Colorado and New Mexico are the latest states to advance legislation that would have them join a compact of 11 states plus Washington, D.C. that would pledge their electoral votes to the popular vote winner, regardless of who won their state.
The bill is designed only to go into effect if enough states have committed that they would control more than 50 percent of electoral college votes.
There are currently 172 electoral votes that belong to states in the compact, enough for 32 percent of the vote.
Colorado’s nine votes and New Mexico’s five would bring that number to 34.6 percent.
“This really isn’t a red versus blue idea,” Colorado State Sen. Mike Foote, who introduced the legislation there, said in a statement last week, according to The Hill. “This is about making sure that the president of the United States is elected by the entire nation, not just a handful of ‘battleground states’ that get to decide our presidential elections under the current system.”
Critics have countered that the legislation nullifies the will of a state’s citizens.

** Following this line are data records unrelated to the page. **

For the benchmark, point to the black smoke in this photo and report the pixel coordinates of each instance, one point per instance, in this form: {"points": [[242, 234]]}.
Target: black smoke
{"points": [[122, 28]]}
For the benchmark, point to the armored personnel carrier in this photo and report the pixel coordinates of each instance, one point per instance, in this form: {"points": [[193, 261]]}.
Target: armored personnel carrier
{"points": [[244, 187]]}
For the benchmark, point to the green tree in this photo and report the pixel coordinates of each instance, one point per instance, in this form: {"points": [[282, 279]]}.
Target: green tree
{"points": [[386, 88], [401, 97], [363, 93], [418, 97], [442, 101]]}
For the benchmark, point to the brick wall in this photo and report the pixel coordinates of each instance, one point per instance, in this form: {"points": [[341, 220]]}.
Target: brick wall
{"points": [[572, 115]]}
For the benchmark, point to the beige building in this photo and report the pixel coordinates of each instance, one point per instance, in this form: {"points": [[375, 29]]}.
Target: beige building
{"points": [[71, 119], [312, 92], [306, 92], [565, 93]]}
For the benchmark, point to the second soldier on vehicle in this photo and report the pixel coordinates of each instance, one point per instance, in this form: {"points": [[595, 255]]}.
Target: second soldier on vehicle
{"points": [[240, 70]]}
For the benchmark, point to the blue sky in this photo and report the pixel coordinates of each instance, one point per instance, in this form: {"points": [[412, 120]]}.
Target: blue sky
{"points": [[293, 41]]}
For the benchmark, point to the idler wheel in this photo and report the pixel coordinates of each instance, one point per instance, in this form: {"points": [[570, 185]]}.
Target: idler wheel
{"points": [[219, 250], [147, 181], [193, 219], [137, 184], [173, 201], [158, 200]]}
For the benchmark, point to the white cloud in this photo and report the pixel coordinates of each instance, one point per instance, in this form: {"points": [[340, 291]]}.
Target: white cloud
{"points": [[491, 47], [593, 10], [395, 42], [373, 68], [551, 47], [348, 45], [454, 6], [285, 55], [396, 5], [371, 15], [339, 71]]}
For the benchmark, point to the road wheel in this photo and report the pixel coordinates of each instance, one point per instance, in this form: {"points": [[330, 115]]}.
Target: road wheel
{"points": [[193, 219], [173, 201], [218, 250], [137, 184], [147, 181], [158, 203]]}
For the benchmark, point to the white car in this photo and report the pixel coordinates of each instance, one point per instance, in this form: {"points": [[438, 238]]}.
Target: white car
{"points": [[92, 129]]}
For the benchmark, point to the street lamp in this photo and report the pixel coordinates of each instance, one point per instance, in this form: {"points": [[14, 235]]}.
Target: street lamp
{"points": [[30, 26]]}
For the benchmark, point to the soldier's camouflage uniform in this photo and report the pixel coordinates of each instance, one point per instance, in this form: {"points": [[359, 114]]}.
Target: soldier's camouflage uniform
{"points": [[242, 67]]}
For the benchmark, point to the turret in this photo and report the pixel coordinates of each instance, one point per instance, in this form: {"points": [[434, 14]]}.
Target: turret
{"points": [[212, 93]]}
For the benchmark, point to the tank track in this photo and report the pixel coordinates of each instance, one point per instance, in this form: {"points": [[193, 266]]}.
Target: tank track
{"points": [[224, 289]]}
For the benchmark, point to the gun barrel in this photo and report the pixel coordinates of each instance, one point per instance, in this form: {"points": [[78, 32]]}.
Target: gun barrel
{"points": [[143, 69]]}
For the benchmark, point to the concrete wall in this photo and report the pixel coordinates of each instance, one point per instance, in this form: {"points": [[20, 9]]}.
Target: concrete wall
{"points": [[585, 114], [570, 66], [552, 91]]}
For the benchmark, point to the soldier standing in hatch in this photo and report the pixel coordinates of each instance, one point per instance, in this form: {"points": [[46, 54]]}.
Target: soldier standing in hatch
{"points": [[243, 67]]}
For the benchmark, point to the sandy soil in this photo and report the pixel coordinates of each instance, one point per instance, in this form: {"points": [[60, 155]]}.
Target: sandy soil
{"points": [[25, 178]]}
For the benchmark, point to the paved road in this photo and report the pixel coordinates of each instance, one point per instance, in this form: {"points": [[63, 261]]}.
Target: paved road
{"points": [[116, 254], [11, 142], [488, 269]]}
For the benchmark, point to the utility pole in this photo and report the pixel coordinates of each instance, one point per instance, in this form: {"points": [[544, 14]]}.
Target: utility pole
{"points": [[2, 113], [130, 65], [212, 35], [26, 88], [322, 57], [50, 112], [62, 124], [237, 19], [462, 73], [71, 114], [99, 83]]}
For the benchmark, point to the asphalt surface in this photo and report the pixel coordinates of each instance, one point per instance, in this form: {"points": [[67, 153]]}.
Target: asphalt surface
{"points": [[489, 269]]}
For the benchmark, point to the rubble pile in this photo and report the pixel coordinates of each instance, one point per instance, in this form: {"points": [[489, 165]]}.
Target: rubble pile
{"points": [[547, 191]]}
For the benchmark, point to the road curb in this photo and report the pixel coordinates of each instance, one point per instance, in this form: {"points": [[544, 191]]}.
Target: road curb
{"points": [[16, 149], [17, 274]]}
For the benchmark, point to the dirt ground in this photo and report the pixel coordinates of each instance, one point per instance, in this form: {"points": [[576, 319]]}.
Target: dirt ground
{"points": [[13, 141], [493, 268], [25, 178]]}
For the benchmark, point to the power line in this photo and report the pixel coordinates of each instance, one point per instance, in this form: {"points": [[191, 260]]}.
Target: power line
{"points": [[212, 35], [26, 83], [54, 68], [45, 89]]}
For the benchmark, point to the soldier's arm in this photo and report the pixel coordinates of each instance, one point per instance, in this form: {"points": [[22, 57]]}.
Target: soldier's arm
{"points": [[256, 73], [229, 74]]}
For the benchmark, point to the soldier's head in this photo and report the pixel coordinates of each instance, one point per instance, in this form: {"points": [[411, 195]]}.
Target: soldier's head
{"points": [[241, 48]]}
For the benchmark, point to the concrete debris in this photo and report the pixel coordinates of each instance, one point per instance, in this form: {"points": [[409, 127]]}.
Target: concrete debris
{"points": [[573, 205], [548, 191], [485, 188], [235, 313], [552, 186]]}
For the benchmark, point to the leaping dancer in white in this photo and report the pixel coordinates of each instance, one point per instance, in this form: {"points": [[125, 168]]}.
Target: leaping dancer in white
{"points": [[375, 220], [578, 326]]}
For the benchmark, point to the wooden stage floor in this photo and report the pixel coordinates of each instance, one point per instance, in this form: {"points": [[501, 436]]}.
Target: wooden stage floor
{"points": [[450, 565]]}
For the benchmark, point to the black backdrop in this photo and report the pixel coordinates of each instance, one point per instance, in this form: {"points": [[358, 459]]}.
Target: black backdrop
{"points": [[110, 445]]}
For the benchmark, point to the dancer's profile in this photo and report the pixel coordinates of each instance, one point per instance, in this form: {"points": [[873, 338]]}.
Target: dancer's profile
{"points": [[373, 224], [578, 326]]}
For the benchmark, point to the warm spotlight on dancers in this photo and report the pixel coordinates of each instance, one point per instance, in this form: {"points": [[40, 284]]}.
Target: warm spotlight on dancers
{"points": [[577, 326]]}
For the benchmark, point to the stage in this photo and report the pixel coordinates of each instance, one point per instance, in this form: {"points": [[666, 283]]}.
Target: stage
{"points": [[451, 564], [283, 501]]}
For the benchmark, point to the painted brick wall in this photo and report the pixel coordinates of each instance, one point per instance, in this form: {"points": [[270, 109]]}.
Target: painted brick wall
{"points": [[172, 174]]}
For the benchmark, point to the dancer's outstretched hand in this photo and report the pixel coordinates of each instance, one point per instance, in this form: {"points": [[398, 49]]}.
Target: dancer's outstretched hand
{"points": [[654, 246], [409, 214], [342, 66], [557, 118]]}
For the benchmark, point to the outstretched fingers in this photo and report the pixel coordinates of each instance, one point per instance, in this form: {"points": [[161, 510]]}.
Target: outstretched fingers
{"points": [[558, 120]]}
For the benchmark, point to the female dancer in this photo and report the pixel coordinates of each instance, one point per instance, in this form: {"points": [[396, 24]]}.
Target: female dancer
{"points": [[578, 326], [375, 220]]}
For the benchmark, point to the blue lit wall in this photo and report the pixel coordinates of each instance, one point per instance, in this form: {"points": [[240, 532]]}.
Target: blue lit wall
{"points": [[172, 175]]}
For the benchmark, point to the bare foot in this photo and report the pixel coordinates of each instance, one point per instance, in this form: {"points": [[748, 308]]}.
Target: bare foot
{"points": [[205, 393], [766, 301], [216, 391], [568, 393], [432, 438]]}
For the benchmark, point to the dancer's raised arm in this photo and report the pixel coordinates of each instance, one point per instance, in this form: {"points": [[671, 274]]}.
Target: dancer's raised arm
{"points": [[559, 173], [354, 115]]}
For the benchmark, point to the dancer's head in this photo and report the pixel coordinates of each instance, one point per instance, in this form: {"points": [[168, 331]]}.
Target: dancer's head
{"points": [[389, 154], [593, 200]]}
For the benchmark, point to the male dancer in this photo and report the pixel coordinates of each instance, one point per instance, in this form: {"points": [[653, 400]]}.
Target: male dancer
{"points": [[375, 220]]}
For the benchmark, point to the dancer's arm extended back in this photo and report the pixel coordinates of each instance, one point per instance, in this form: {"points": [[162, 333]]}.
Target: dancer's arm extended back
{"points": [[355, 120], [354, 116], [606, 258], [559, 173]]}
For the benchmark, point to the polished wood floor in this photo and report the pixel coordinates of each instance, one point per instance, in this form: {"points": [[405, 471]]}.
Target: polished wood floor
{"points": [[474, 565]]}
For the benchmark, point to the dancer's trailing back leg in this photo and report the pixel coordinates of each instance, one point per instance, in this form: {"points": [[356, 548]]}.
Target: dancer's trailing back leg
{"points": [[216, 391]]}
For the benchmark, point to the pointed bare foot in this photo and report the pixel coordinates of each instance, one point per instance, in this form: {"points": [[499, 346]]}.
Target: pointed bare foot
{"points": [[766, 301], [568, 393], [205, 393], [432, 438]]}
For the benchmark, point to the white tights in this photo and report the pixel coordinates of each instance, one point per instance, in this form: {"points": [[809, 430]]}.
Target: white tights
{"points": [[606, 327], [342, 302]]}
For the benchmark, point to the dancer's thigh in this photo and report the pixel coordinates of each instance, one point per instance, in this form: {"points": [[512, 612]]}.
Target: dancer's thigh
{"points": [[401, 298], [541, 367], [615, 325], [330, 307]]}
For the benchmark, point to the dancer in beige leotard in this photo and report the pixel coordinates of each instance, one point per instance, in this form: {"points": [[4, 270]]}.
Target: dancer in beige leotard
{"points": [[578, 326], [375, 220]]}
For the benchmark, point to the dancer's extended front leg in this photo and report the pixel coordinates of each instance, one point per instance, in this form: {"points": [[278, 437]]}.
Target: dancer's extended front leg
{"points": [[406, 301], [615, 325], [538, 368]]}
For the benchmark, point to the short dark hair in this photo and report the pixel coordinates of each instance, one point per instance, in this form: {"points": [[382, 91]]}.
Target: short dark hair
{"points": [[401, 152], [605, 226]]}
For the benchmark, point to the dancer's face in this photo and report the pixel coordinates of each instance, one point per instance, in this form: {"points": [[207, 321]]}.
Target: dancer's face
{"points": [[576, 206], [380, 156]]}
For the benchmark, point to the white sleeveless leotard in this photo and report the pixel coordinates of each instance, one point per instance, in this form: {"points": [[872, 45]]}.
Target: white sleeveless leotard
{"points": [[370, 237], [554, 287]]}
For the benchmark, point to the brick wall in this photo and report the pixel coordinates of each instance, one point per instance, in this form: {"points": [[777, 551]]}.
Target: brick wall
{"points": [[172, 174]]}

“This bill sets aside OUR state’s presidential election result and instead throws our electoral votes to the choice made by states with high concentrations of populations like California and New York,” the Colorado Libertarian Party said in a statement after last week’s vote.
The coalition of states that have already taken up similar legislation includes California and New York. Maryland was the first state to ratify the compact in 2007, and Illinois, New Jersey and Hawaii followed the next year.
Colorado has considered the proposal three times previously, most recently in 2009.
It could get over the hill this time with state government controlled by Democrats, who have been more supportive of the idea nationally.
Likewise, New Mexico has a newly-elected Democratic governor and a Democrat-controlled state Senate. Their bill has been referred to the Senate Rules Committee.
There are 10 other states where the compact has been introduced into the state legislature this year. If all enacted the law, it would bring the coalition within 1 percent of clearing the majority threshold.